Klageverfahren Brandenburg
Nach Durchlaufen der 2. Instanz liegt nun das erste Urteil zu diesem Thema vor, das bundesweit gilt:
Wir haben beim Musterprozess einen Teilerfolg erzielt: Bei unpräzisen Ausschreibungen darf kein Endpreis als Fixpreis abverlangt werden. Die Forderung nach einem Gesamtpreis führt zum Vergabgerechtsverstoß siehe Urteilsbegründung mit Kommentar siehe pdf.
Das vollständige Urteil sehen sie auf den folgenden Seiten.
Weitere Informationen zum Vergaberecht
Vergabe
Naturschutzfachliche Gutachten und landschaftsökologisch-planerische Leistungen – z.B. Biotopkartierungen und Monitoring in Natura-2000-Gebieten – werden oft wie gewerbliche Lieferleistungen und Dienstleistungen nach VOL = Vergabe- und Vertragsordnung für Leistungen ausgeschrieben.
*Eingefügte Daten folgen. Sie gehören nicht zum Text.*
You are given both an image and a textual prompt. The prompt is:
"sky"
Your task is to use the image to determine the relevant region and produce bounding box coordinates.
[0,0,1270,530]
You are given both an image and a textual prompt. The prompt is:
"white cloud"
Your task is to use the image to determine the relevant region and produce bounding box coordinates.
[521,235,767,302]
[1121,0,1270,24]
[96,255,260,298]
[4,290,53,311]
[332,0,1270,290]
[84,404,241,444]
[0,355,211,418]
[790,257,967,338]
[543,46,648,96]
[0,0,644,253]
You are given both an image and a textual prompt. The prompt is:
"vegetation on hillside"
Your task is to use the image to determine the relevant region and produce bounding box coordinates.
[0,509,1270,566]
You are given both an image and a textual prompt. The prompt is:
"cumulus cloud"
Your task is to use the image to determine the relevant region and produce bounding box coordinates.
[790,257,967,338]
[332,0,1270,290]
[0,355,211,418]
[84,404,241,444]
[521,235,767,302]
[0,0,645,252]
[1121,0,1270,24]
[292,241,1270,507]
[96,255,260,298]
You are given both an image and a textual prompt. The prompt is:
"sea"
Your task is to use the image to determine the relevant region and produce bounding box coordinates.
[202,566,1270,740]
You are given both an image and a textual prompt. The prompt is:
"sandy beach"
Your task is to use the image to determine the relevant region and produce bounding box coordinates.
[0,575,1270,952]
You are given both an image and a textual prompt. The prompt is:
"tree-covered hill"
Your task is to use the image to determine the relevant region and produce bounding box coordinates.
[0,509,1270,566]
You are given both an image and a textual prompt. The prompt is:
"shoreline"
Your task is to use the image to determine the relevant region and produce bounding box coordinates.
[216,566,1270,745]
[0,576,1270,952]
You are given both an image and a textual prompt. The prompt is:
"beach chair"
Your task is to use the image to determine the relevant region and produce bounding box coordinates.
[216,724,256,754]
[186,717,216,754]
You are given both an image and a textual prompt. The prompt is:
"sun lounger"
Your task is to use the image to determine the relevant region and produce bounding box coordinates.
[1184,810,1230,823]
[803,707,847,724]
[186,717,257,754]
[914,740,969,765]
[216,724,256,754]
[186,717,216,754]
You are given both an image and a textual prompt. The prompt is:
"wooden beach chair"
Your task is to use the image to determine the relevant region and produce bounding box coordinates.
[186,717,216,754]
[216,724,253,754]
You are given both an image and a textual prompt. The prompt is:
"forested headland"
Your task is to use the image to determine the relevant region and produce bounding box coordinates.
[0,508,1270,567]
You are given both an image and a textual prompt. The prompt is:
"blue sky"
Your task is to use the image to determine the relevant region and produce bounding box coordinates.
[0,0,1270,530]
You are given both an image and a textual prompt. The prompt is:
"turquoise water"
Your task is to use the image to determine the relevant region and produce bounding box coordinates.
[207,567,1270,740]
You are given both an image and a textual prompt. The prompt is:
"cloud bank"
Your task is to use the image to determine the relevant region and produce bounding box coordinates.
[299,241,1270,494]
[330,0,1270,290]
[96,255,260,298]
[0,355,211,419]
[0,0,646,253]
Dies geschieht vermutlich aus Unkenntnis des Vergaberechts, welches eine Ausschreibung nach VOL für Leistungen, die Freiberufler anbieten, nicht zulässt – egal ob es sich um erschöpfend beschreibbare Leistungen handelt oder nicht.
Da bei der VOL der Preis im Vordergrund steht, werden die Naturschutz-GutachterInnen und Planungsbüros zu hartem Wettbewerb gezwungen und bieten Leistungen hoch qualifizierter Fachkräfte zu Tiefpreisen an. So müssen z.B. Diplom-Biologen Biotope im Akkord und für Honorare unter Existenzminimum kartieren und bewerten. Darunter leidet die Qualität der Ergebnisse.
Ob es sich bei den Leistungen um „erschöpfend beschreibbare“ handelt, ist erst über dem EU-Schwellenwert (seit 2012 = 200.000 €, turnusgemäße Anpassung alle zwei Jahre) von Relevanz.
Der BBN ist zusammen mit der Gütestelle Honorar- und Vergaberecht (GHV) der Ansicht, dass landschaftsökologische Leistungen wie Biotopkartierungen eindeutig nicht erschöpfend beschreibbar sind. Daher fordert der BBN eine Vergabe landschaftsökologischer Leistungen über dem Schwellenwert nach der VOF = Verdingungsordnung für freiberufliche Leistungen.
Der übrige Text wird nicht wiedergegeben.